PJ Fancher, 19, Bass Player (bottom feeder)
Adam Unhinged, 23, vocals and guitars
Brian Krashpad, old enough to be everyone else's dad (literally),
vocals and guitars
WHAT WOULD WE FIND IF WE CHECKED OUT YOUR CD COLLECTION?
Chris: Primus, Residents, Public Enemy, Minutemen
PJ: Tool, Deftones, Korn, Rage against the machine, Hot Water Music,
NIN, Braid, Leatherface, Radiohead, Primus
Adam: Paul Van Dyk, Bad Religion, Sisters of Mercy, Paul Oakenfold, AC/DC, Bauhaus, Orbital, Crash Pad, etc.
BK: Hmm, you'd find some old rock and roll, some classical, some jazz
and some pop, power pop, and punk.

WHAT HAS BEEN YOUR BEST LIVE PERFORMANCE TO DATE?
Chris: The one where we didn't completely fuck up all the songs. Oh wait, that hasn’t happened yet.

PJ: For Crash Pad......uh...um...probably the Hempfest show. Why, you say? Because that's the only show I've played with these guys so far.
Adam: Either headlining the 1999 Hempfest due to the sheer energy and
tightness of the show, or the Ft. Myers gig (as a trio) due to the kids’ moshing and reaction.
BK: Those 2 were right up there, the show we played on one's day's notice at Brick City (another local club) this summer was great too.
WHAT IS THE BAND’S FINEST HOUR?
Chris: The hour where I spent two minutes telling Crash Pad I quit and the other fifty-eight minutes spent eating Funyuns and watching "Cabin Boy"
PJ: Haven't been around long enough to find out.
Adam: finest hour... perhaps when we opened up the Alachua County
Music Harvest (before most of us were in the band).
BK: Well, that I suppose was the biggest "event" we played (speaking as the only surviving member from those days), but maybe if we win one of the 3 1999 Hogtown Music Awards ("Hammies") for which we've been nominated, which I highly doubt will happen, that could move up there.
WHAT DOES THE GROUP HOPE TO ACCOMPLISH?
Chris: Nothing short of world domination. Or second place in some bar band competition.

IS THE BAND INTERESTED IN OBTAINING MANAGEMENT OR A RECORDING DEAL?

BK: Hell yeah, bring it on! Management and label people, give us a call.
HOW DO YOU FEEL THE INTERNET CAN HELP YOUR CAREER IN MUSIC?
Chris: By letting us steal other people's songs in new and exiting ways.
PJ: MP3s and web pages help expose your music to people that would probably never hear of you otherwise.

WHO WRITES THE SONGS?

Chris: Barry Manilow
WHAT IS EACH MEMBER’S FAVORITE FOOD, COLOR AND CITY?
Chris: General Cho's Chicken, General Cho's yellow, and Gainesville. PJ: FOOD: Burrito Bros.
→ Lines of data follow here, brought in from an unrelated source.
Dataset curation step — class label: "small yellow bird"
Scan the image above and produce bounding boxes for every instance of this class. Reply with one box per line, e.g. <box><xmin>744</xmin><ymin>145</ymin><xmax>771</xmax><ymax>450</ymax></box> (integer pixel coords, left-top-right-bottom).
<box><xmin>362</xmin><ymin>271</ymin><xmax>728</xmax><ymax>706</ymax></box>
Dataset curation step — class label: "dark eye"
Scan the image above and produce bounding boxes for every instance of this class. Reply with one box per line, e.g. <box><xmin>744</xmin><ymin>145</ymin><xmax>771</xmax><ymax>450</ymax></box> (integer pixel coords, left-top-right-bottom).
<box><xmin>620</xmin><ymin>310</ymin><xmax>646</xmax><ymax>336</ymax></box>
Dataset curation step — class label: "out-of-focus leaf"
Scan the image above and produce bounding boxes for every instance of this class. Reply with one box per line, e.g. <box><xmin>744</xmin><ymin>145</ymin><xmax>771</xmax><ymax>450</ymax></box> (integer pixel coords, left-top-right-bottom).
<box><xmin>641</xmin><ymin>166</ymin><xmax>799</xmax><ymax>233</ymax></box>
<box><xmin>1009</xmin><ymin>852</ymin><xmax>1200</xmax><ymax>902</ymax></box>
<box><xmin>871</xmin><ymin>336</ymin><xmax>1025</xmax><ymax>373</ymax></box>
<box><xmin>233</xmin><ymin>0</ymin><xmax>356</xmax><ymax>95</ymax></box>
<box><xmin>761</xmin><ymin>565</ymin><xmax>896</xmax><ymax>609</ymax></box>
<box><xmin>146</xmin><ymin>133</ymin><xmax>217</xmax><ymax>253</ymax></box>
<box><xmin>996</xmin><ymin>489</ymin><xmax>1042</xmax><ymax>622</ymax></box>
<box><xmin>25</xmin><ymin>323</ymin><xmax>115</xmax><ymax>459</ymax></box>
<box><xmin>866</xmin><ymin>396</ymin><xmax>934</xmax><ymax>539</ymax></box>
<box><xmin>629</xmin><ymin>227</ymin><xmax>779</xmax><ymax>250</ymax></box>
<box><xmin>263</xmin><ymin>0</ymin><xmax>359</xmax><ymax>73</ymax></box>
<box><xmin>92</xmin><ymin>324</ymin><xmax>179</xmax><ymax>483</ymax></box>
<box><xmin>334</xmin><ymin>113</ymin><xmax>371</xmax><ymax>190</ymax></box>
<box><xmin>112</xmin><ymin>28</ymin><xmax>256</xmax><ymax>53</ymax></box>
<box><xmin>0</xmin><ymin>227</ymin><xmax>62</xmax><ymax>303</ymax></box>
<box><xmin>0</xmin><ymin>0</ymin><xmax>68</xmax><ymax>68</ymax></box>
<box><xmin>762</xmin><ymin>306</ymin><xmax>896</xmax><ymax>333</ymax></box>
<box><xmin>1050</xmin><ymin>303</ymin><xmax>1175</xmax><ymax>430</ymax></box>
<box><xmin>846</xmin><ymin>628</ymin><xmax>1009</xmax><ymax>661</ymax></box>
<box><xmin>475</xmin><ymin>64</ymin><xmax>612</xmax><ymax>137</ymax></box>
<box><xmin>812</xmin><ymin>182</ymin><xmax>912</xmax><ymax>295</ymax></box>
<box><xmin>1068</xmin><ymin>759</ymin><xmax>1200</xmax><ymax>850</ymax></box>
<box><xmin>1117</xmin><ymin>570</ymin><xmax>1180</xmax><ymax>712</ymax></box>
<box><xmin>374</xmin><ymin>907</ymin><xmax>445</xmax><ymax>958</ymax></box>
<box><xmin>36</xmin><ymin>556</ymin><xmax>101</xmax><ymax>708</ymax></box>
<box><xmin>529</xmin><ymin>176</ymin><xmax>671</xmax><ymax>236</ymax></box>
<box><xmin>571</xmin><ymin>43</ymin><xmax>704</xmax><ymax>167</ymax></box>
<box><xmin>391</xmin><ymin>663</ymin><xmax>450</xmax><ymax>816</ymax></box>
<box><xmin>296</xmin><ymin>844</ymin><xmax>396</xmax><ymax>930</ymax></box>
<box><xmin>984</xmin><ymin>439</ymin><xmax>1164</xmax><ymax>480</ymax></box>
COLOR: varies with mood CITY: New York
Adam: Food. Hrm.. is it PC to say women? No? Tough... that's my favorite snack. Colour, I'd have to say black, since I'm the "spooky goth kid" in the band, the one with dyed black hair, the black tank top, etc. Favorite city? I like Tampa and Orlando right now, just because of the clubs and the tattoo parlors... I've only got one right now, a dragon on the back of my neck, but two piercing which you'll only see if you're in the audience.
BK: Probably pizza for food. For color Adam has already hogged black, so I'll say camo. I am thinking of putting up a webpage called "Brian Krashpad's Camouflages du Monde" so that the world can keep track of my camo collection and get helpful camo fashion hints (e.g., always make sure those cargo pockets are bellowed, and only surplus camos count!). For cities I will say London since it's the only real big exotic city I've been in as an adult. Plus my honeymoon was there.
WHAT ELSE SHOULD WE KNOW?

Chris: I got kicked out of honor society because I told the principal’s daughter to **** my ****. And she didn't even do that. True story.
Adam: We're really just musical whores. We have our own sound and anti-looks, and will play anywhere, anytime, for pretty much anyone. Hempfest, Music Harvest, Gay Christians for Satan, Tammy Faye’s Musical Revue, Copacabana, it doesn't matter, as long as there's someone willing to listen, we'll be willing to blow some eardrums.
BK: Well, despite what my wife would say I wouldn't play for anybody with Satan featured prominently in their group title (Santa, though, I'd play for him, he could pay in toys), but otherwise yeah, you gotta stage or a house somewhere, we'll come to you. We aren’t pretty, but we rock.